Projeto de lei em MS pode liberar spray de pimenta para defesa pessoal de mulheres
Na justificativa, os autores do projeto destacam o grave cenário da violência contra a mulher em Mato Grosso do Sul
Um Projeto de Lei (PL) que tramita na Assembleia Legislativa de Mato Grosso do Sul pode autorizar a venda de spray vegetal, como spray de pimenta ou gengibre, para uso na defesa pessoal de mulheres em Mato Grosso do Sul.
A proposta foi apresentada em novembro e atualmente está na fase de elaboração do relatório inicial, etapa necessária para que o texto seja encaminhado à Comissão de Constituição, Justiça e Redação (CCJR).
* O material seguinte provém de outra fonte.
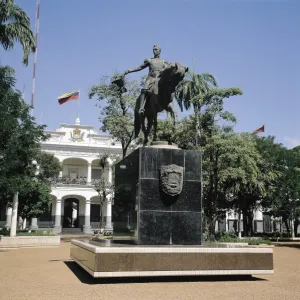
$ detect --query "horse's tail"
[134,96,141,139]
[134,110,141,139]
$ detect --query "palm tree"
[0,0,36,65]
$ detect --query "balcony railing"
[49,177,100,185]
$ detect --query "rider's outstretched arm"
[125,59,149,75]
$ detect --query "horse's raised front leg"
[167,103,177,129]
[143,116,153,146]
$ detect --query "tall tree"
[19,152,62,219]
[175,71,242,146]
[0,0,36,65]
[89,74,141,158]
[0,68,48,236]
[256,136,300,234]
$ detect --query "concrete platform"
[0,235,60,248]
[70,239,274,278]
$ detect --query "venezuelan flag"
[58,90,79,105]
[252,125,265,134]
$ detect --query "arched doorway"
[63,198,79,228]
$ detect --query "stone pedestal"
[113,147,202,245]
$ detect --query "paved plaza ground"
[0,242,300,300]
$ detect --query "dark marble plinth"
[70,240,274,278]
[113,147,202,245]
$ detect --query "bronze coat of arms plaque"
[160,164,183,196]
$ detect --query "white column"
[87,162,92,184]
[58,161,63,178]
[10,192,19,237]
[53,199,61,233]
[83,199,92,234]
[104,159,113,235]
[22,218,27,230]
[30,217,39,230]
[5,207,12,229]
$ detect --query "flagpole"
[30,0,41,116]
[77,90,80,118]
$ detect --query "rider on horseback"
[124,45,169,114]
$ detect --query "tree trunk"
[10,192,19,237]
[294,219,299,237]
[283,218,290,233]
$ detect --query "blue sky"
[0,0,300,147]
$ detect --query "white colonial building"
[1,118,122,233]
[0,118,290,234]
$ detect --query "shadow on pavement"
[64,261,266,284]
[274,242,300,249]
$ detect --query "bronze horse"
[134,63,188,145]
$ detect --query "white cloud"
[284,136,300,148]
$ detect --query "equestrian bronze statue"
[122,45,188,145]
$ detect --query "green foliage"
[215,232,271,245]
[0,68,61,217]
[0,0,36,65]
[175,72,242,146]
[89,74,141,157]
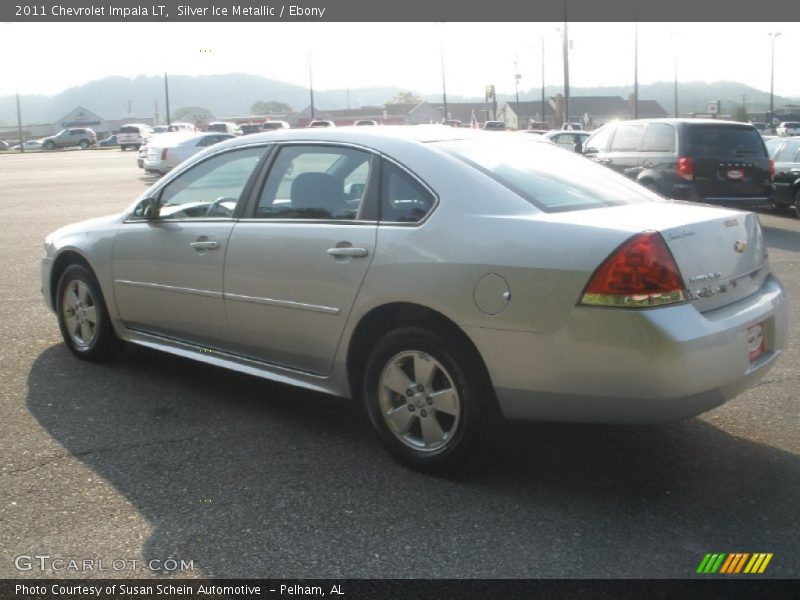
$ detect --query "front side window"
[159,146,267,219]
[255,145,372,220]
[609,123,644,152]
[642,123,676,152]
[583,126,614,154]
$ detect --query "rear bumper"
[667,183,775,208]
[465,276,787,423]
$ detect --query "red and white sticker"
[747,323,767,362]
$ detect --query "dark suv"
[583,119,774,207]
[42,127,97,150]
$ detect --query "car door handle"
[328,246,369,258]
[189,240,219,250]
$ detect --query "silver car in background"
[142,132,234,175]
[42,126,787,470]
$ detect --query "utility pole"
[17,92,25,152]
[564,15,569,123]
[308,54,316,121]
[439,42,447,121]
[164,73,172,127]
[633,23,639,119]
[769,32,781,129]
[542,36,547,123]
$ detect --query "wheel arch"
[347,302,500,414]
[50,250,97,306]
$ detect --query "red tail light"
[581,231,686,308]
[678,156,694,181]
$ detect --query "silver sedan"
[42,126,787,470]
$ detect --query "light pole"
[768,32,781,129]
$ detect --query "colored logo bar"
[697,552,772,575]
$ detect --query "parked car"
[42,127,97,150]
[143,132,234,175]
[239,123,262,135]
[775,121,800,137]
[770,136,800,216]
[540,129,591,152]
[583,119,774,207]
[42,126,789,470]
[117,123,153,152]
[261,121,289,131]
[206,121,242,135]
[97,135,119,148]
[11,140,42,150]
[483,121,506,131]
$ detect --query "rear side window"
[688,125,767,157]
[775,140,800,162]
[437,140,660,212]
[642,123,675,152]
[609,123,644,152]
[381,161,435,223]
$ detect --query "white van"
[169,121,197,133]
[117,123,153,150]
[206,121,242,135]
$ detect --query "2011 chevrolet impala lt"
[42,126,787,469]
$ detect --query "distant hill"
[0,73,800,125]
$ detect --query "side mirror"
[133,197,159,220]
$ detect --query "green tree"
[169,106,215,123]
[250,100,294,115]
[386,92,422,104]
[731,104,747,123]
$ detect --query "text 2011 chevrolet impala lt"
[42,127,787,469]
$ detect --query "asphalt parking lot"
[0,150,800,578]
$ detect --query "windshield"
[434,134,661,212]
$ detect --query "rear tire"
[56,265,122,362]
[362,327,492,472]
[794,187,800,217]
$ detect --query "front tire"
[363,327,491,472]
[56,265,122,362]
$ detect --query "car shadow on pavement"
[22,344,800,578]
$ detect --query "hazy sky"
[0,23,800,96]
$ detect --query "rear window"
[688,125,767,157]
[435,139,661,212]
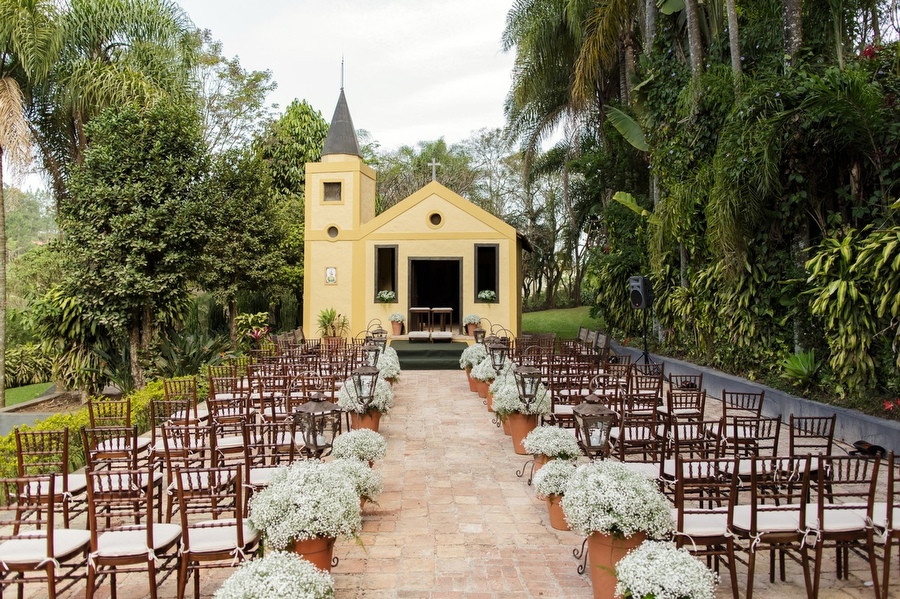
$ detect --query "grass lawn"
[522,306,603,339]
[6,383,54,406]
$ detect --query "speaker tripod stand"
[637,308,655,364]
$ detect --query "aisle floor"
[28,371,900,599]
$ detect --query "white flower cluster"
[214,551,334,599]
[488,366,552,417]
[338,376,394,414]
[331,458,384,501]
[616,541,718,599]
[331,428,387,462]
[376,345,400,381]
[459,343,487,368]
[469,354,497,383]
[522,426,581,460]
[532,460,576,497]
[247,460,362,549]
[561,460,673,539]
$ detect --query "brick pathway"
[29,371,900,599]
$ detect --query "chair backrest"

De acordo com o projeto, a venda do spray será restrita a farmácias e permitida apenas para mulheres maiores de 18 anos. Adolescentes a partir de 16 anos também poderão adquirir o produto, desde que haja autorização dos responsáveis legais. A proposta segue o modelo de uma legislação semelhante que entrou em vigor recentemente no Rio de Janeiro.
Regras previstas no projeto
O texto do PL estabelece uma série de critérios para regulamentar a comercialização e o uso do spray vegetal:
· A concentração máxima do extrato será de 20%;
· A venda não exigirá receita médica e será limitada a dois frascos por pessoa por mês;
· Cada frasco deverá ter, no máximo, 70 gramas;
· Acima desse limite, o uso será permitido apenas para Forças Armadas, órgãos de segurança pública, guardas municipais e demais instituições responsáveis pela segurança do Estado e de autoridades governamentais.
Outro ponto relevante do projeto é a possibilidade de o Estado fornecer gratuitamente o spray para mulheres vítimas de violência doméstica que estejam protegidas por medidas protetivas. Nesses casos, o texto prevê que os custos do fornecimento sejam pagos pelo agressor, enquanto a medida judicial estiver em vigor.
Combate à violência contra a mulher
Na justificativa, os autores do projeto destacam o grave cenário da violência contra a mulher em Mato Grosso do Sul. Somente em 2025, foram registrados 38 casos de feminicídio no Estado.
O documento ressalta que, embora haja avanços em políticas públicas, redes de atendimento e medidas protetivas, muitas agressões ocorrem justamente quando a vítima está sozinha, seja no trajeto para o trabalho, estudo ou em deslocamentos cotidianos dentro da cidade. O objetivo da proposta é oferecer mais um instrumento de proteção imediata às mulheres.
Tramitação
Após a análise e aprovação na CCJR, o projeto ainda precisará passar por duas votações no plenário da Alems. Caso aprovado, seguirá para sanção do governador Eduardo Riedel para que possa entrar em vigor.